Between the Bullet and the Hole came about after I found some amazing images of bullet sound waves and early experiments in what’s called Schlieren photography in a book by Dayton Clarence Miller titled Sound Waves: Their Shape and Speed from 1937. As I started looking into ways in which ballistics are abstracted in diagrammatic form, I came across forensic examinations of microscopic scratches on bullets, markings made by the barrel of a gun, as well as other traces that can be read forensically.
The film takes as its starting point the role of women studying ballistics during World War II and their remarkable contribution to early computer programming. What they were doing was interpolating the trajectory between the bullet and its target based on data from firing tables. Between the Bullet and the Hole is in itself an act of interpolation between images of bullets and holes, punch cards and computer diagrams, rulers and sound waves of explosions featured in the film. The work challenges the viewer to question how one might decipher such data and take in the indigestible forensic aftermath of violence.
Her Luminous Distance is a companion piece about a group of women astronomers, also known as “human computers.” Beginning in the 1890s and well into the 1920s, they worked at Harvard University on painstaking astronomical observation and classification, mapping the stars and calculating their positions. Women who were good at math were brought in to do this work. But it was considered a somewhat tedious clerical job, and although some made significant scientific discoveries that led to publications, they were essentially conduits for data to be collected and stored.
The task of all these women was to measure. That was their primary role, their labor: measuring the distance of the stars to the earth, between a bullet’s starting point and end point. In doing so, they were also making their mark in history by contributing to astronomical discoveries as much as computer programming.
Many of the works I’ve made about women and technology are concerned with putting them on the map, making them visible. In Her Luminous Distance, I included slides of craters on the moon named after women astronomers, which are quite small and, for the most part, on the dark side of the moon. One of them is called Leavitt, after the deaf astronomer Henrietta Swan Leavitt who discovered that some stars have a variable light instead of a regular pulse. The fact that she was looking at variable stars and the idea of women’s names being associated with imperceptible craters on the moon seemed an apt metaphor for women having a moment of slight visibility and then receding in the distance of history.
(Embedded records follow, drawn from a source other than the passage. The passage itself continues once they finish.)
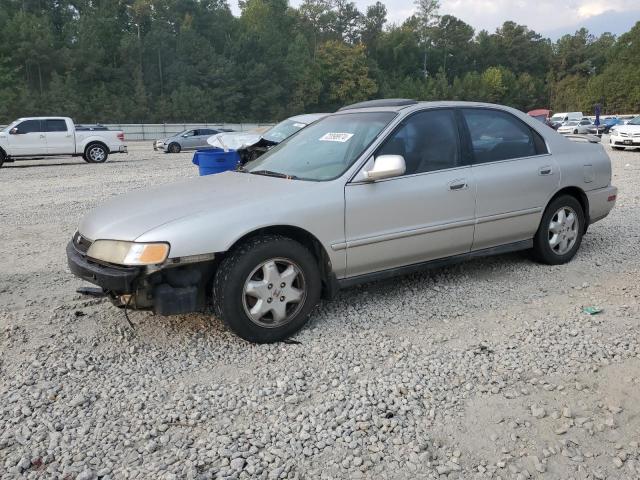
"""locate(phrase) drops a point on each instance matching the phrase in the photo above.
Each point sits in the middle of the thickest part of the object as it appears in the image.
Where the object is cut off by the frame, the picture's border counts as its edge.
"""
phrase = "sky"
(552, 18)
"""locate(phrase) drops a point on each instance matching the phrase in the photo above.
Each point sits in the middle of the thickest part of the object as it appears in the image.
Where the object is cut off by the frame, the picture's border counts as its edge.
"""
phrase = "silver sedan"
(375, 190)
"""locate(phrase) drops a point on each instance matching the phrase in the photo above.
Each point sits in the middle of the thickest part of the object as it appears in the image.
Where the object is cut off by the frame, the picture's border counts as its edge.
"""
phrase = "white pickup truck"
(56, 136)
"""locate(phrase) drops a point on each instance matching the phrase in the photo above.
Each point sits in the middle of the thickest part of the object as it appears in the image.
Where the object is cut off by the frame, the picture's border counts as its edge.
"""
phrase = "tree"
(344, 74)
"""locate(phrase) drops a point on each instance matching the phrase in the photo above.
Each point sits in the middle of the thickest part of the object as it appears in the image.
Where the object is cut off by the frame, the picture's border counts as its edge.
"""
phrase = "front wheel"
(95, 153)
(266, 288)
(560, 232)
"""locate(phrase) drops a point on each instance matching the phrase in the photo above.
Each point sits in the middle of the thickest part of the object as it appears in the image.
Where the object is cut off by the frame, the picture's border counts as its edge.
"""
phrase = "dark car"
(605, 126)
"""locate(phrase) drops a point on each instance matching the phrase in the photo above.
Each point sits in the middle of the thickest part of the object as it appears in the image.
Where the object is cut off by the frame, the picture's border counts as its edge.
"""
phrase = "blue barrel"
(215, 160)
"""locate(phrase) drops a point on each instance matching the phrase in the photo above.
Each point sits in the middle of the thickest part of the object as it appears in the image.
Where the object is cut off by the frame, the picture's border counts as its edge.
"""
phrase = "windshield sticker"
(336, 137)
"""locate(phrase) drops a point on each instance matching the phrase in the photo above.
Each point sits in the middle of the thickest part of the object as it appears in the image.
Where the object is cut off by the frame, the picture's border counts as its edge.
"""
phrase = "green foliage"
(192, 60)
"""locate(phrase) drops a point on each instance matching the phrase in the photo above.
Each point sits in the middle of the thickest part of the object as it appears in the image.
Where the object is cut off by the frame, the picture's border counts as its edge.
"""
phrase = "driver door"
(425, 214)
(29, 139)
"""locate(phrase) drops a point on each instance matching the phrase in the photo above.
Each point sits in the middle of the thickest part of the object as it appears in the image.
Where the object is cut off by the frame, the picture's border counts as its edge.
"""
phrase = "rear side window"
(29, 126)
(56, 125)
(428, 141)
(497, 135)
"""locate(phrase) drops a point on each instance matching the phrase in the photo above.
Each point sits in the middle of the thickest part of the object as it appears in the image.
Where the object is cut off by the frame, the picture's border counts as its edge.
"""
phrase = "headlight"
(128, 253)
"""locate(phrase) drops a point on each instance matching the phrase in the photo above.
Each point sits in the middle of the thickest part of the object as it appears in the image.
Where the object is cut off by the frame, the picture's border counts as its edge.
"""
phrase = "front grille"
(82, 244)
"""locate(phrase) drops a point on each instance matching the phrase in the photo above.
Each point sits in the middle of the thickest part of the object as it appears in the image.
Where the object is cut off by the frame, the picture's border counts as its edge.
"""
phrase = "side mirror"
(386, 166)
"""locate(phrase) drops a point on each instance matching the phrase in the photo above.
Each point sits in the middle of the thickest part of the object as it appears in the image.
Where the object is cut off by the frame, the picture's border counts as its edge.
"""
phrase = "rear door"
(28, 139)
(60, 140)
(425, 214)
(514, 173)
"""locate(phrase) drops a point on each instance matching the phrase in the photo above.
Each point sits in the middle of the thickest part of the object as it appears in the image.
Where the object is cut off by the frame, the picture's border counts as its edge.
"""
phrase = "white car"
(628, 135)
(250, 145)
(57, 136)
(575, 127)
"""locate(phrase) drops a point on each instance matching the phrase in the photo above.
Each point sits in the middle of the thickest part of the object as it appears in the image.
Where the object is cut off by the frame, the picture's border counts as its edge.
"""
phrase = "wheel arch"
(309, 241)
(579, 195)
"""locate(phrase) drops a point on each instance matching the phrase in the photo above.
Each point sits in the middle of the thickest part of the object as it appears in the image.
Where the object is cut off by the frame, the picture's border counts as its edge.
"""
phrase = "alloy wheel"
(563, 230)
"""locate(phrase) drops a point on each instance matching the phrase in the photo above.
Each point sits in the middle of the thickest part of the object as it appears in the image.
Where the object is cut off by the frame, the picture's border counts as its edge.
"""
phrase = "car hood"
(234, 140)
(129, 216)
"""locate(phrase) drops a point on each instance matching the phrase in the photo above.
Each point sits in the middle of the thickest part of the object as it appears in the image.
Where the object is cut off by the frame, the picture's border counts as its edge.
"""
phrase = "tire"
(241, 285)
(95, 153)
(556, 228)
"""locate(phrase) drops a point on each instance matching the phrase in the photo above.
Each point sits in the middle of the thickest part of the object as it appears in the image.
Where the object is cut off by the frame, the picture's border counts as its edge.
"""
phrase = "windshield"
(325, 149)
(283, 130)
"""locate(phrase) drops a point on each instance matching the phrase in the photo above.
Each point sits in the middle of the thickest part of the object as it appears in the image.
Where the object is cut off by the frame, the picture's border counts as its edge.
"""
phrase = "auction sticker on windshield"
(336, 137)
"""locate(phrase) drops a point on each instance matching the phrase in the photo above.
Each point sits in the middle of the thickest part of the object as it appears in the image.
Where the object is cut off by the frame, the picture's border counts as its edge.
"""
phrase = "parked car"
(377, 189)
(250, 145)
(36, 137)
(541, 114)
(191, 139)
(559, 119)
(576, 127)
(628, 135)
(605, 126)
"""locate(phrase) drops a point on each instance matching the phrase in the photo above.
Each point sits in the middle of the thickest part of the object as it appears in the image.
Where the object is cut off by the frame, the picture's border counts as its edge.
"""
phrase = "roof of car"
(415, 106)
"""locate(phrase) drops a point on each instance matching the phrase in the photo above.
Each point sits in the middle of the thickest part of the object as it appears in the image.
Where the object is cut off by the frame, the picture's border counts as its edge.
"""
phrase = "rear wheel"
(560, 232)
(95, 153)
(266, 288)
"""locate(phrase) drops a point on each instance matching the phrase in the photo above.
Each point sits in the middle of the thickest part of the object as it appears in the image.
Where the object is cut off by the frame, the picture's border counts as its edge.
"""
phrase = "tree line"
(193, 60)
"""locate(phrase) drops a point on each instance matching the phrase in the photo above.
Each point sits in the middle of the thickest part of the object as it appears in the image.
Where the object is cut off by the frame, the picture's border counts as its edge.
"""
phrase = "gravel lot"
(488, 369)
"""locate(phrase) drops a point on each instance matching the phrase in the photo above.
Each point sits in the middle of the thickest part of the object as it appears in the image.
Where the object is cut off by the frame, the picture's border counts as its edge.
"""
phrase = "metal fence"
(153, 131)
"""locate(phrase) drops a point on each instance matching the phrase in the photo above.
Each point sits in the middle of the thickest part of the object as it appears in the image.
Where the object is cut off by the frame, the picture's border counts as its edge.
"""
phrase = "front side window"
(56, 125)
(324, 150)
(29, 126)
(497, 135)
(428, 141)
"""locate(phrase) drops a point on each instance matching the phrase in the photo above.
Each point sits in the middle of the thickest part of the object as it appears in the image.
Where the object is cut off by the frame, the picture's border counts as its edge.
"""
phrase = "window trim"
(465, 126)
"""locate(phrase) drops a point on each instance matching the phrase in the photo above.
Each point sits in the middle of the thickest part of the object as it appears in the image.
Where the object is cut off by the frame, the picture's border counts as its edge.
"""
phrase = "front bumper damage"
(168, 291)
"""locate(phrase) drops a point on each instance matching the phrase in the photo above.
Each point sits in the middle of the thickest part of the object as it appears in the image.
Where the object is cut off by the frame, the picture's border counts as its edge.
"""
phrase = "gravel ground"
(488, 369)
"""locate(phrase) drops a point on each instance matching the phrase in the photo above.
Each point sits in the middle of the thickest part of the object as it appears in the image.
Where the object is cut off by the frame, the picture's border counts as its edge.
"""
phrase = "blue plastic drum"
(215, 160)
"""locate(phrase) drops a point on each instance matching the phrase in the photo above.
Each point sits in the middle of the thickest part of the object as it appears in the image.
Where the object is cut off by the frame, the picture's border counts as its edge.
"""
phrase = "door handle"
(460, 184)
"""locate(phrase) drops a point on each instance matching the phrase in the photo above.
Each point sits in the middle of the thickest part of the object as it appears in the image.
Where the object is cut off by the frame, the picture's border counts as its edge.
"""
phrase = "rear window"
(497, 135)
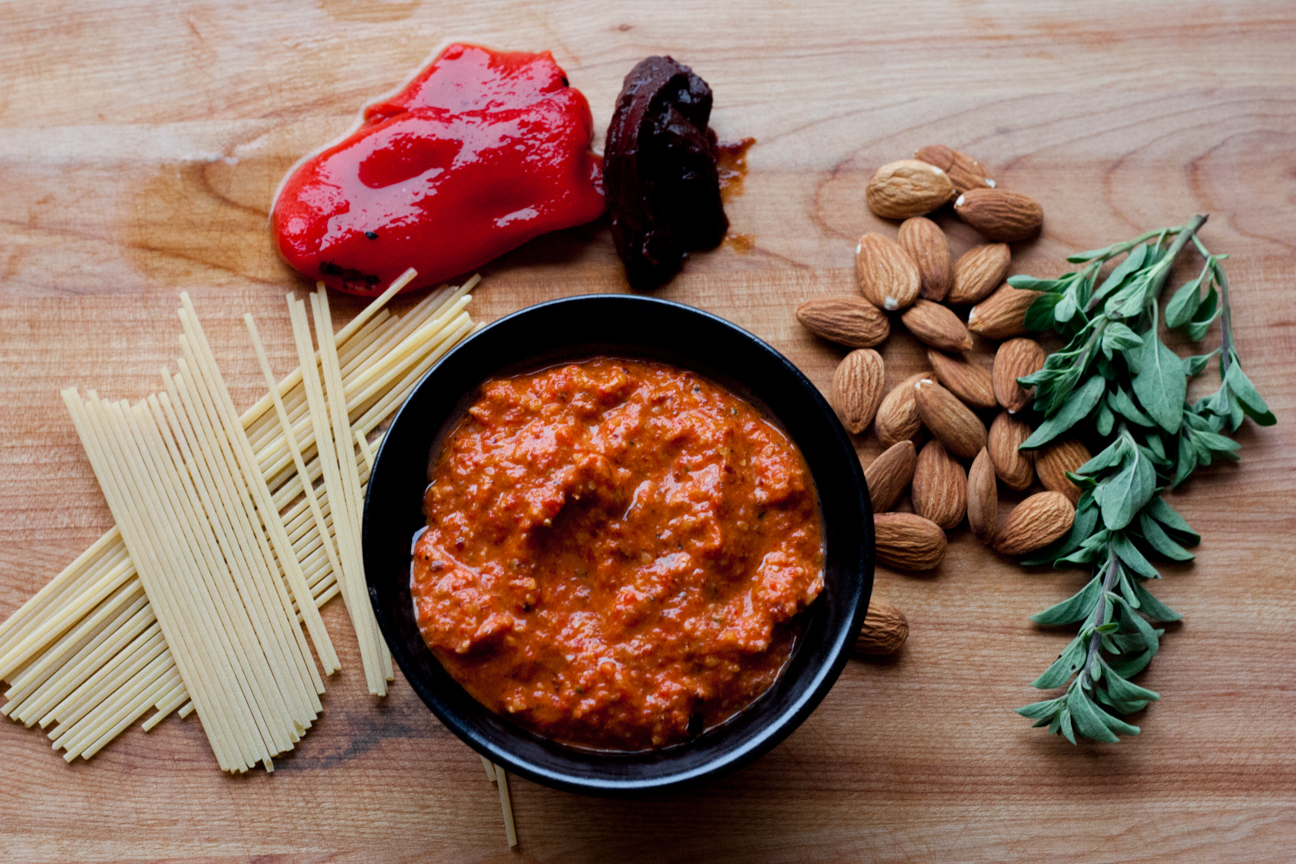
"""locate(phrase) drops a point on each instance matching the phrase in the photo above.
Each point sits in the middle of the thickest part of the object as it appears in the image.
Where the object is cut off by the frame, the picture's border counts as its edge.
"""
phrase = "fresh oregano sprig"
(1119, 384)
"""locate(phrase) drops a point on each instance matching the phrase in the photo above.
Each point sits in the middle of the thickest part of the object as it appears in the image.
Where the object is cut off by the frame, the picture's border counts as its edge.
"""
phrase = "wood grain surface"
(140, 144)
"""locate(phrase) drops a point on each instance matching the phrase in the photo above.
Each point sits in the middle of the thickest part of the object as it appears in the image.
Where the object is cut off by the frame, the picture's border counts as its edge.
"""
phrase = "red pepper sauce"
(476, 156)
(614, 552)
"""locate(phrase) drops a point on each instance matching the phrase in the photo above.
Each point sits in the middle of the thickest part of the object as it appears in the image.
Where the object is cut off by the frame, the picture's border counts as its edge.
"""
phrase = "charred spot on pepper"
(347, 273)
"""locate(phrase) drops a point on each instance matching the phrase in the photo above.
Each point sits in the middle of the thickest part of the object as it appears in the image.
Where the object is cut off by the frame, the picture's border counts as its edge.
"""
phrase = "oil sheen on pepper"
(476, 156)
(616, 552)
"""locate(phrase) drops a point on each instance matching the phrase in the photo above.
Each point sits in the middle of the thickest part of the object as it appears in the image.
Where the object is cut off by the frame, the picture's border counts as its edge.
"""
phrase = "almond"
(909, 542)
(964, 378)
(907, 188)
(897, 416)
(1055, 460)
(940, 486)
(884, 631)
(977, 272)
(845, 319)
(983, 498)
(1003, 314)
(888, 474)
(927, 245)
(963, 170)
(999, 214)
(1011, 464)
(953, 422)
(1034, 523)
(888, 276)
(857, 389)
(936, 325)
(1016, 359)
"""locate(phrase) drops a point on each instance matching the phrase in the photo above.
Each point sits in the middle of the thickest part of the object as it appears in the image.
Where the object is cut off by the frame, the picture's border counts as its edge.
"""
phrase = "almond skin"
(888, 276)
(857, 389)
(1016, 359)
(929, 248)
(1034, 523)
(940, 486)
(1003, 314)
(907, 542)
(953, 422)
(977, 272)
(1055, 460)
(936, 325)
(963, 170)
(983, 498)
(845, 319)
(897, 416)
(907, 188)
(888, 474)
(1012, 465)
(964, 378)
(884, 631)
(999, 214)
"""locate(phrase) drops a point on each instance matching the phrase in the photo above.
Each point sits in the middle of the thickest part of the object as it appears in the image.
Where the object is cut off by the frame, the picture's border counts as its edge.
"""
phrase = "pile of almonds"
(914, 277)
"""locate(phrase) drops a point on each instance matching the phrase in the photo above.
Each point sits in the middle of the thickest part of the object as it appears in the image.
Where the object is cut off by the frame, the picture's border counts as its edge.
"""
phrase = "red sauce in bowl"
(616, 551)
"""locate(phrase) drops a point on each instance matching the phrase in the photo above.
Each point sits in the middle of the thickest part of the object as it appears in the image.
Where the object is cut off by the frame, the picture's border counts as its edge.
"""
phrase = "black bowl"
(624, 325)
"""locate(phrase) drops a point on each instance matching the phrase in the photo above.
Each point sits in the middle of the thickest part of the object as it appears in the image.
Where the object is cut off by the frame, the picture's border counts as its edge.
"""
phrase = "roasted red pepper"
(476, 156)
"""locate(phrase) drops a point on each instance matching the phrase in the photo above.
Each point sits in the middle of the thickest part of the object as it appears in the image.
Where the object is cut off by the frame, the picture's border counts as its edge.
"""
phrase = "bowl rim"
(763, 737)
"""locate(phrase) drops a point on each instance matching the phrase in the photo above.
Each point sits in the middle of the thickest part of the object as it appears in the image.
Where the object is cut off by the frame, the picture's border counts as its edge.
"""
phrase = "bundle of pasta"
(231, 534)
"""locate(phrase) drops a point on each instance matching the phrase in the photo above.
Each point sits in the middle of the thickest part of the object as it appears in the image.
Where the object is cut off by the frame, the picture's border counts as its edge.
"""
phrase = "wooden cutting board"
(140, 145)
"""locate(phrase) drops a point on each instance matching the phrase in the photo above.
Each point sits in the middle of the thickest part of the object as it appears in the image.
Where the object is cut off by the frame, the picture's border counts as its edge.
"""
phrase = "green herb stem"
(1117, 386)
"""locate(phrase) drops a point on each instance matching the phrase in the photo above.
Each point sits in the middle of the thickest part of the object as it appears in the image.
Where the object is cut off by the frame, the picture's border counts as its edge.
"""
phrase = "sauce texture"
(614, 552)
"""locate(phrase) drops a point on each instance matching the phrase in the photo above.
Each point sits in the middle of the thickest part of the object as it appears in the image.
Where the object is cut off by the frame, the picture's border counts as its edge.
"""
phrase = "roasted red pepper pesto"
(614, 552)
(476, 156)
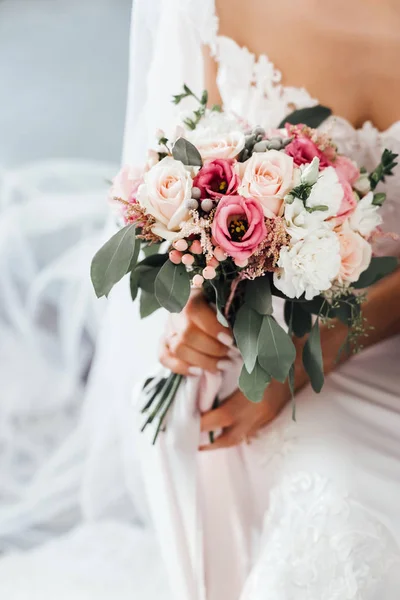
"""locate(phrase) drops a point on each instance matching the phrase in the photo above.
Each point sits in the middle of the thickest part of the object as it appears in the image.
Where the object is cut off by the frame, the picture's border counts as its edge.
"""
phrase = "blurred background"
(63, 79)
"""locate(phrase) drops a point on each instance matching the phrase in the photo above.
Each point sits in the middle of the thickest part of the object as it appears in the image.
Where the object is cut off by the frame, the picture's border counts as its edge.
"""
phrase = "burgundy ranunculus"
(217, 178)
(238, 226)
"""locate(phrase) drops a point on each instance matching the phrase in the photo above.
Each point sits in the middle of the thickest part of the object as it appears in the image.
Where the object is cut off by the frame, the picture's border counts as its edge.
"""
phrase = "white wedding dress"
(308, 511)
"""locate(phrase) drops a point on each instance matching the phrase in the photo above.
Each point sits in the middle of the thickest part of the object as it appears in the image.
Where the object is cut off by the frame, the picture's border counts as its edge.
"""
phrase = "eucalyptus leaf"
(258, 295)
(218, 301)
(312, 358)
(172, 286)
(297, 319)
(148, 304)
(276, 351)
(187, 153)
(246, 331)
(313, 116)
(253, 384)
(113, 260)
(379, 267)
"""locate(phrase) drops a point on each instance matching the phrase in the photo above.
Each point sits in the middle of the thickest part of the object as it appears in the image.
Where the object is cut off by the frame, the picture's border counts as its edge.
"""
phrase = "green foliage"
(312, 117)
(312, 358)
(384, 169)
(380, 267)
(276, 351)
(253, 384)
(114, 260)
(297, 319)
(172, 287)
(246, 331)
(258, 295)
(148, 304)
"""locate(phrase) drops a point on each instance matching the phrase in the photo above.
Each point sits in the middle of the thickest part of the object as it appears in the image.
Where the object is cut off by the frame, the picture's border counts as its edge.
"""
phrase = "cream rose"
(167, 187)
(355, 254)
(218, 136)
(267, 177)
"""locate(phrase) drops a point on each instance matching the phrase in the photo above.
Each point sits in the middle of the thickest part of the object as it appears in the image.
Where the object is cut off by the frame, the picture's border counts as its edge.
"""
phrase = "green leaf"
(134, 283)
(379, 267)
(313, 116)
(113, 260)
(172, 287)
(297, 319)
(258, 295)
(187, 153)
(276, 351)
(246, 331)
(135, 256)
(148, 304)
(253, 384)
(148, 269)
(218, 302)
(312, 358)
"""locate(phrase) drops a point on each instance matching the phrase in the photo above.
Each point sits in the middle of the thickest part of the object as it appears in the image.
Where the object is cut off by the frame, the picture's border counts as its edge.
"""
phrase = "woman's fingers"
(196, 338)
(232, 436)
(218, 418)
(201, 314)
(195, 358)
(175, 364)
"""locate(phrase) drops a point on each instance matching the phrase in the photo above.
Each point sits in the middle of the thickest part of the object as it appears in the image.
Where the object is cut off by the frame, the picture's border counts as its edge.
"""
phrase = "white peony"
(167, 187)
(300, 222)
(327, 191)
(309, 266)
(366, 218)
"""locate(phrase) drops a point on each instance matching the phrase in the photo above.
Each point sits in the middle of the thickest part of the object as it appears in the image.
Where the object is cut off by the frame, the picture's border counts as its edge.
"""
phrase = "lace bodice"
(252, 88)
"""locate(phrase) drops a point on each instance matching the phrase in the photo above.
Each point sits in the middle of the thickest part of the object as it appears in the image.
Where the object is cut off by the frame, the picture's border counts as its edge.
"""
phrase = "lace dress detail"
(318, 544)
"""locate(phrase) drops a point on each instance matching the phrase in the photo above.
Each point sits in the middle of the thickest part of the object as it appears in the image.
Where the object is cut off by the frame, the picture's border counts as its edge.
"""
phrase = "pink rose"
(217, 178)
(238, 226)
(302, 149)
(268, 177)
(126, 183)
(348, 204)
(346, 169)
(355, 254)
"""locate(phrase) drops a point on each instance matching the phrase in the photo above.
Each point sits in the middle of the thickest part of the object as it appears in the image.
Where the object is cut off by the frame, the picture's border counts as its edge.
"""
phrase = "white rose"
(167, 187)
(327, 191)
(300, 222)
(217, 136)
(267, 177)
(310, 266)
(310, 172)
(363, 185)
(366, 218)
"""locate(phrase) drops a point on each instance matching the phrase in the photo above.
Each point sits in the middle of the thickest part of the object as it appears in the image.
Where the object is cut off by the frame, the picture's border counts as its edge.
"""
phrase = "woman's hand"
(241, 419)
(195, 340)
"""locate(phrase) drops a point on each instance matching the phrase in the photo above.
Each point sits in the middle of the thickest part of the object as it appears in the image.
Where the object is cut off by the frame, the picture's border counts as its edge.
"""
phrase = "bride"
(305, 510)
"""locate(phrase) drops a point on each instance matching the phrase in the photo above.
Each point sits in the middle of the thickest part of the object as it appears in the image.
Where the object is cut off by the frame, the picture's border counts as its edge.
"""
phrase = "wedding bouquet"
(247, 214)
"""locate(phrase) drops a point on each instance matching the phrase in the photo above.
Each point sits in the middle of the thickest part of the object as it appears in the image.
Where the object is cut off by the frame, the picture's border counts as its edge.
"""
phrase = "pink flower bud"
(241, 262)
(188, 259)
(219, 254)
(209, 273)
(181, 245)
(175, 257)
(198, 281)
(196, 247)
(213, 262)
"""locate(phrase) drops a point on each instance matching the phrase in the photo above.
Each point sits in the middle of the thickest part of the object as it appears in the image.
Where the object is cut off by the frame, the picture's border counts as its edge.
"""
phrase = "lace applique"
(318, 544)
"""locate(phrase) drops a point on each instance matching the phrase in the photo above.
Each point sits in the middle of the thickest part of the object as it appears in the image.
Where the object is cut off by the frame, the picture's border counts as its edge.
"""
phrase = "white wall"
(63, 70)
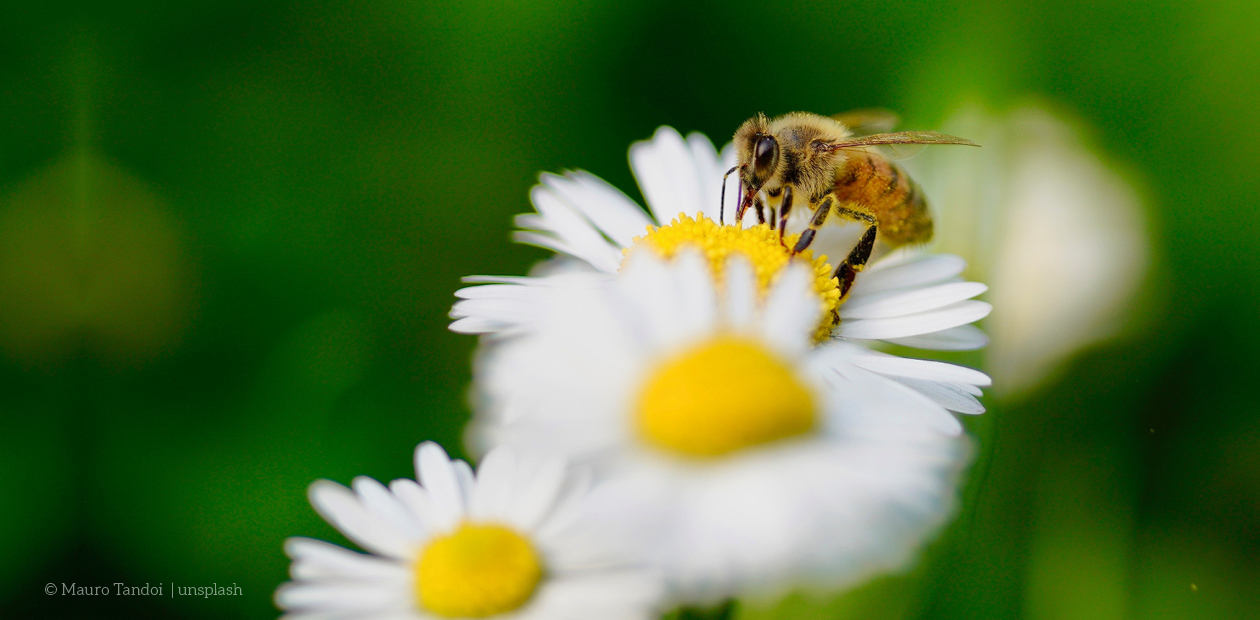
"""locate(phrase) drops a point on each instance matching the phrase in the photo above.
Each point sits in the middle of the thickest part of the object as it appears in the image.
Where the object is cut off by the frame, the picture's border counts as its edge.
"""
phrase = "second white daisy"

For these two projects I wanted to use the language of a blink comparator to try to reenact the kind of looking that these women were doing. A blink comparator is a perceptual device that enabled astronomers to spot tiny differences between photographic plates by putting them on top of each other and making them blink. Her Luminous Distance is not quite a film; it’s two static frames flickering in a dual slide projector installation with a shutter that creates a blinking effect. Likewise, the images in the Between the Bullet and the Hole appear like a Ping-Pong game: They flash back and forth, side to side, making your eyes look harder. Similarly I wanted the sound (composed by Scanner) to be constantly rattling, like metal striking another metal, a ricochet sound.
The title of the show, “Her Marks, A Measure,” is a play on words. I think of the film on ballistics particularly as being about people whose job it was to measure, but for me it’s also a measure against a certain impulsive acceleration of violence. There needs to be a space for thinking about and measuring the impact of gun culture.